2011 College Football Preview: Breaking Down The SEC

Nick-SabanWelcome to the SEC, where football is either being played, spoken of, argued about or debated 365 days a year. Thanks for coming, and feel free to hand your coat to the receptionist at the door. She’ll also provide a lovely parting gift- likely a BCS National Championship trophy- upon your departure.

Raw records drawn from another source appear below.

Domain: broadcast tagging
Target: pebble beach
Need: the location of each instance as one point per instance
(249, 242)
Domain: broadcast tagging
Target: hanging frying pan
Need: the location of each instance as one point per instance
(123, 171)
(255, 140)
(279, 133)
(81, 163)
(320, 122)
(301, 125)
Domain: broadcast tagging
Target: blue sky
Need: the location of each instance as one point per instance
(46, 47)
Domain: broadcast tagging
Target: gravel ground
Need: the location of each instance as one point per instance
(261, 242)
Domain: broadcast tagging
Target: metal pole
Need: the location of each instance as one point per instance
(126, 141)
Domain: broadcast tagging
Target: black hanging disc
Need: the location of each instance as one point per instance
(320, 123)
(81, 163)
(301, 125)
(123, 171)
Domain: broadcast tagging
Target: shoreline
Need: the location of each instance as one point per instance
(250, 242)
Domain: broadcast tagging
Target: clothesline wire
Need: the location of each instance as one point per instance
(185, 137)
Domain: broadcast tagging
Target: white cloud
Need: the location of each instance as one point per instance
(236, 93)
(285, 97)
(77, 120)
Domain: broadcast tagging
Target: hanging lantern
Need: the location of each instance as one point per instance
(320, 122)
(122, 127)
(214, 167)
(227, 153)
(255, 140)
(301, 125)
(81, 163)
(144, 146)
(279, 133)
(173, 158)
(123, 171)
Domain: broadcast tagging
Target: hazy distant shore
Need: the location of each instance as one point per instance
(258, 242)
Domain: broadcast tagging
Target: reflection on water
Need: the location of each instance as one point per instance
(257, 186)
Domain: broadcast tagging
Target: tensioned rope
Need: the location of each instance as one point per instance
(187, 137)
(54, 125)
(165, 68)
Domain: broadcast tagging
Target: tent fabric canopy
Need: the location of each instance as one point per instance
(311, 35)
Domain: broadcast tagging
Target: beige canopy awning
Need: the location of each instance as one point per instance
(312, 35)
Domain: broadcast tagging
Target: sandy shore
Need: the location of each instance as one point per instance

Ok, so yes, that was a bit of a grandiose entrance, but then again, this is a bit of a grandiose league. It’s a place where the stadiums are bigger, the facilities are shinier, the coaches are brasher, the message board threads are angrier and the fans are louder than anywhere else in college football. And oh, by the way, it’s also where the football is better too. In case you haven’t heard, it’s been a grand total of 1,688 days since anyone other than an SEC team could call themselves college football’s champions. For those of you scoring at home, that’s five straight titles and counting.

And above all, that’s this conference’s biggest storyline entering 2011: Can they get to No. 6? And if so, who will be?

So go ahead and forget all the other ancillary stuff. Forget LSU’s bar fight; Alabama’s suit controversy; Texas A&M trying to crash the party; Georgia’s running back concerns; Florida’s new coaching staff; Vanderbilt’s recent recruiting prowess; Derek Dooley’s hair; Stephen Garcia’s blood-alcohol level; Danny Sheridan’s never-ending pursuit of Cam Newton; or Knile Davis’ knee injury. Those are all just subplots in the three-ring circus that is daily life in the SEC.

Six, the number six, is all that matters here.



Best Quarterback: John Brantley… kidding. I’ll go ahead and say Georgia’s Aaron Murray. Those 3,049 yards and 14 touchdowns that he threw for as a redshirt freshman don’t lie. Neither do the 273 yards and three scores he put up against Auburn, in a closer-than-you-remember loss on the Plains. Simply put, there wasn’t a single guy in college football last year, regardless of position, that got better from September 1 to December 1 than Murray did.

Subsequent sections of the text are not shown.